In the second year of the reign of Nabuchodonosor, Nabuchodonosor had a dream, and his spirit was terrified, and his dream went out of his mind.
2 Toen zeide de koning, dat men roepen zou de tovenaars, en de sterrekijkers, en de guichelaars, en de Chaldeen, om den koning zijn dromen te kennen te geven; zij nu kwamen, en stonden voor het aangezicht des konings.
Then the king commanded to call together the diviners and the wise men, and the magicians, and the Chaldeans: to declare to the king his dreams: so they came and stood before the king.
3 En de koning zeide tot hen: Ik heb een droom gedroomd; en mijn geest is ontsteld om dien droom te weten.
And the king said to them: I saw a dream: and being troubled in mind I know not what I saw.
4 Toen spraken de Chaldeen, tot den koning in het Syrisch: O koning, leef in eeuwigheid! Zeg uw knechten den droom, zo zullen wij de uitlegging te kennen geven.
And the Chaldeans answered the king in Syriac: O king, live for ever: tell to thy servants thy dream, and we will declare the interpretation thereof.
5 De koning antwoordde en zeide tot de Chaldeen: De zaak is mij ontgaan; indien gij mij den droom en zijn uitlegging niet bekend maakt, gij zult in stukken gehouwen worden, en uw huizen zullen tot een drekhoop gemaakt worden.
And the king answering said to the Chaldeans: The thing is gone out of my mind: unless you tell me the dream, and the meaning thereof, you shall be put to death, and your houses shall be confiscated.

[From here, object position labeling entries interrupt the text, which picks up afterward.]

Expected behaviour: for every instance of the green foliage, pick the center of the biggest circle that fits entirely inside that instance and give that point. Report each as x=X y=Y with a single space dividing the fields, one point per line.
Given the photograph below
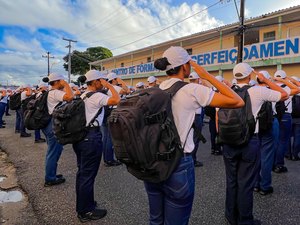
x=80 y=60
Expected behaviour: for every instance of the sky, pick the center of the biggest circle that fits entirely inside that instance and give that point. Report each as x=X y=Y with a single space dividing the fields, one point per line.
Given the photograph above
x=29 y=29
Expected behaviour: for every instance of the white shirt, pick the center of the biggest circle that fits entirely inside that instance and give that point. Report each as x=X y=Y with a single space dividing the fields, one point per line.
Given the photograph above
x=184 y=104
x=23 y=95
x=259 y=95
x=92 y=106
x=54 y=98
x=199 y=111
x=117 y=88
x=286 y=102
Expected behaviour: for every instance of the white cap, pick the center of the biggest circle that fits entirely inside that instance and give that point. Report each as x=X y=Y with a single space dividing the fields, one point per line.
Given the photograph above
x=294 y=77
x=219 y=78
x=151 y=79
x=193 y=76
x=111 y=76
x=266 y=74
x=176 y=56
x=252 y=82
x=26 y=86
x=42 y=84
x=140 y=84
x=280 y=73
x=242 y=68
x=55 y=76
x=94 y=75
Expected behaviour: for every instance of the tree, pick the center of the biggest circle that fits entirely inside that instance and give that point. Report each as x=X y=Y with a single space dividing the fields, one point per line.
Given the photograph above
x=80 y=60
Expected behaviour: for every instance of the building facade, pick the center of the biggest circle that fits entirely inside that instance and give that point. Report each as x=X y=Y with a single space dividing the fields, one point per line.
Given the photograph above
x=272 y=41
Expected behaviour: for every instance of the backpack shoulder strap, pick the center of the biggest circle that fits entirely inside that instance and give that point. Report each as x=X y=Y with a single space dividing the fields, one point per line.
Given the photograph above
x=175 y=87
x=88 y=95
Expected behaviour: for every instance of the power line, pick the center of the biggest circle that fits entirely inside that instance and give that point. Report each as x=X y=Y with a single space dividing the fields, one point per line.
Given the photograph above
x=167 y=27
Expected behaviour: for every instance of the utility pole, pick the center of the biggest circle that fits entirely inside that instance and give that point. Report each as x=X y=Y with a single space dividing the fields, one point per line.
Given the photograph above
x=69 y=60
x=48 y=56
x=241 y=32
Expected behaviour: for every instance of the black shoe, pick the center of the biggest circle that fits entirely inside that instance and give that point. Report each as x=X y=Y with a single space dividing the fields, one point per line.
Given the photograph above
x=96 y=214
x=217 y=152
x=256 y=222
x=256 y=189
x=112 y=163
x=198 y=164
x=59 y=180
x=288 y=157
x=25 y=135
x=266 y=192
x=41 y=140
x=280 y=169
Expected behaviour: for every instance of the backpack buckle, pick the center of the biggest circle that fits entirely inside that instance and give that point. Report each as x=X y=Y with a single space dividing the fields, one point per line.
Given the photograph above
x=166 y=156
x=156 y=118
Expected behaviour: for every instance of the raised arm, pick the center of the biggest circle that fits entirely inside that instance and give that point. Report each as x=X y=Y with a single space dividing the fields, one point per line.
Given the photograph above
x=227 y=98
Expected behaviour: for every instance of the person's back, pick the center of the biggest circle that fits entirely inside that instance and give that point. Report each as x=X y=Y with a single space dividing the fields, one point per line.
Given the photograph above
x=54 y=150
x=170 y=202
x=242 y=162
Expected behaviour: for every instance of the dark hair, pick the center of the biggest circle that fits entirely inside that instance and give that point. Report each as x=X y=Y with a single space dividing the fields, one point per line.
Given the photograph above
x=162 y=63
x=81 y=79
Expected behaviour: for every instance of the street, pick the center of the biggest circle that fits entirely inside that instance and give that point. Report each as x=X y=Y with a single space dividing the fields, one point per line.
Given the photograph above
x=124 y=196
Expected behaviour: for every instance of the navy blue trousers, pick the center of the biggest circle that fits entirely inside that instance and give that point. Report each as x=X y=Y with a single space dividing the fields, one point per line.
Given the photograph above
x=88 y=153
x=241 y=165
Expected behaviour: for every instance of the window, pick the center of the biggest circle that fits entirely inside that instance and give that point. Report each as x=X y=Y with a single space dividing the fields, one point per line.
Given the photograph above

6 Maar indien gijlieden den droom en zijn uitlegging te kennen geeft, zo zult gij geschenken en gaven, en grote eer van mij ontvangen; daarom geeft mij den droom en zijn uitlegging te kennen.
But if you tell the dream, and the meaning of it, you shall receive of me rewards, and gifts, and great honour: therefore tell me the dream, and the interpretation thereof.

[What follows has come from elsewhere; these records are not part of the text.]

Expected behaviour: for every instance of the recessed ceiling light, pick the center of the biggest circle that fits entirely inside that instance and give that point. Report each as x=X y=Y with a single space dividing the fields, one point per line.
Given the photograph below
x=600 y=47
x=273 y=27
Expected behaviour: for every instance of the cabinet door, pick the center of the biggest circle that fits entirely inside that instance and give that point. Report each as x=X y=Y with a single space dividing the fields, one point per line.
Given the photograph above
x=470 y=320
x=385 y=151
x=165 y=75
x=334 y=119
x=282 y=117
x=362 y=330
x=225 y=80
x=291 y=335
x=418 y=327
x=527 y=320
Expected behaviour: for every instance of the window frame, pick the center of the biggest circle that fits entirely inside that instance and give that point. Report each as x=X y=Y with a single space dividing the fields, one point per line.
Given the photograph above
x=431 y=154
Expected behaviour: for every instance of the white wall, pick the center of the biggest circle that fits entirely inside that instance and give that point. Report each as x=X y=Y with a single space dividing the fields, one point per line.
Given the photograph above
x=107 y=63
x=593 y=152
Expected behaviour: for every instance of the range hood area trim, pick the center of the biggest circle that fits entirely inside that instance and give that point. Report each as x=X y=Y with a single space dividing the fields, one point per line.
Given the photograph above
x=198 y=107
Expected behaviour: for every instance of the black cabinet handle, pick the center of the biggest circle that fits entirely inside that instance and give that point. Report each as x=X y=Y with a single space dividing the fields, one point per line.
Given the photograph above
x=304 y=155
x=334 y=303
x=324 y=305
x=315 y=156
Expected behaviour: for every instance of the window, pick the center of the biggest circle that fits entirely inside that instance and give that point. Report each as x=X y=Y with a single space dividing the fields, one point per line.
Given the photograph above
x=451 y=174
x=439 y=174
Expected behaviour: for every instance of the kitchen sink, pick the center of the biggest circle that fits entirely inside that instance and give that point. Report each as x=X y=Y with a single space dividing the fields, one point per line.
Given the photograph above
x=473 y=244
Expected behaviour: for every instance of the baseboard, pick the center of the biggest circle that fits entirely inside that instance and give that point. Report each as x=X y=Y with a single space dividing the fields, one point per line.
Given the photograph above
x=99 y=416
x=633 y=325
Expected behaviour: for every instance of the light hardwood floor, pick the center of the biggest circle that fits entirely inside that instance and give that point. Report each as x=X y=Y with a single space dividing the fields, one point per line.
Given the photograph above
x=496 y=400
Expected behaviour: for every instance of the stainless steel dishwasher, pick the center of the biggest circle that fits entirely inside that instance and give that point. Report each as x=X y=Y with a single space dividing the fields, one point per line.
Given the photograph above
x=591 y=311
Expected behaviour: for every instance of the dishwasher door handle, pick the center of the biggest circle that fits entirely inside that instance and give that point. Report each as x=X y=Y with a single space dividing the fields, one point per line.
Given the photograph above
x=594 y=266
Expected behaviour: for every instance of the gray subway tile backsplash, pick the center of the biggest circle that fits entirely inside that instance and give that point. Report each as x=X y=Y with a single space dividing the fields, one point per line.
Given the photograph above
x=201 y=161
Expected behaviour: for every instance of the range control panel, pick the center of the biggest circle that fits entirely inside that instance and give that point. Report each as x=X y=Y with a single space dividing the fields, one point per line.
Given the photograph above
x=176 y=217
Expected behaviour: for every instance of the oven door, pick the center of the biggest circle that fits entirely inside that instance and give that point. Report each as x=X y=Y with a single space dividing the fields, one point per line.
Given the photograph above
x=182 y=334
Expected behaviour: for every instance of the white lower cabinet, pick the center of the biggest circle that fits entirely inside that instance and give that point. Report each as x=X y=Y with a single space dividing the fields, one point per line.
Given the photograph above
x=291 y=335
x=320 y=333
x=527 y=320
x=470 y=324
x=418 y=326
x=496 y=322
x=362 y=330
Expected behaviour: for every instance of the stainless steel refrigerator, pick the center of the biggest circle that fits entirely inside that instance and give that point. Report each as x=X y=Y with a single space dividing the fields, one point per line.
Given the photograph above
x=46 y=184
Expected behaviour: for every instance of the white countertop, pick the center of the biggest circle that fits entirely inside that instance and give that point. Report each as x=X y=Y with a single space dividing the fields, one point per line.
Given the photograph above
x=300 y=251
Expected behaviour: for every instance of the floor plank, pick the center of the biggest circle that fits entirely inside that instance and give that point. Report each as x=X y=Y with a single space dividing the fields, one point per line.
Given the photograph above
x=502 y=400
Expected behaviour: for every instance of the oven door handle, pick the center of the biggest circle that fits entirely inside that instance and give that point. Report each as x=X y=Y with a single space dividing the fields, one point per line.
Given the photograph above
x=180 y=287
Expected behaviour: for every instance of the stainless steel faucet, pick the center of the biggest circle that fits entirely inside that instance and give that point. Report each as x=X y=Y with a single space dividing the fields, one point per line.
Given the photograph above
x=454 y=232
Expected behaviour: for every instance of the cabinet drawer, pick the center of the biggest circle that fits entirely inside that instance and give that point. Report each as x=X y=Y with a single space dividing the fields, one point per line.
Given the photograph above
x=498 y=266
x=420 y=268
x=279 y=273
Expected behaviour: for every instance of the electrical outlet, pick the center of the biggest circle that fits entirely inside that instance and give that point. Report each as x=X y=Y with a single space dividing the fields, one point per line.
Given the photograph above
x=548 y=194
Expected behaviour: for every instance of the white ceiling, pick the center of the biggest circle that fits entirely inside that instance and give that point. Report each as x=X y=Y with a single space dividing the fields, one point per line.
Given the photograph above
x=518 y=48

7 Zij antwoordden ten tweeden male, en zeiden: De koning zegge zijn knechten den droom, dan zullen wij de uitlegging te kennen geven.
They answered again and said: Let the king tell his servants the dream, and we will declare the interpretation of it.
8 De koning antwoordde en zeide: Ik weet vastelijk, dat gijlieden den tijd uitkoopt, dewijl gij ziet, dat de zaak mij ontgaan is.
The king answered, and said: I know for certain that you seek to gain time, since you know that the thing is gone from me.
9 Indien gijlieden mij dien droom niet te kennen geeft, ulieder vonnis is enerlei; daarom hebt gij een leugenachtig en verdicht woord voor mij te zeggen bereid, totdat de tijd verandere; daarom zegt mij den droom, dan zal ik weten, dat gij mij deszelfs uitlegging zult te kennen geven.
If therefore you tell me not the dream, there is one sentence concerning you, that you have also framed a lying interpretation, and full of deceit, to speak before me till the time pass away. Tell me therefore the dream, that I may know that you also give a true interpretation thereof.
10 De Chaldeen antwoordden voor den koning, en zeiden: Er is geen mens op den aardbodem, die des konings woord zou kunnen te kennen geven; daarom is er geen koning, grote of heerser, die zulk een zaak begeerd heeft van enigen tovenaar, of sterrekijker, of Chaldeer.
Then the Chaldeains answered before the king, and said: There is no man upon earth, that can accomplish thy word, O king, neither doth any king, though great and mighty, ask such a thing of any diviner, or wise man, or Chaldean.
11 Want de zaak die de koning begeert, is te zwaar; en er is niemand anders, die dezelve voor den koning te kennen kan geven, dan de goden, welker woning bij het vlees niet is.
For the thing that thou askest, O king, is difficult; nor can any one be found that can shew it before the king, except the gods, whose conversation is not with men.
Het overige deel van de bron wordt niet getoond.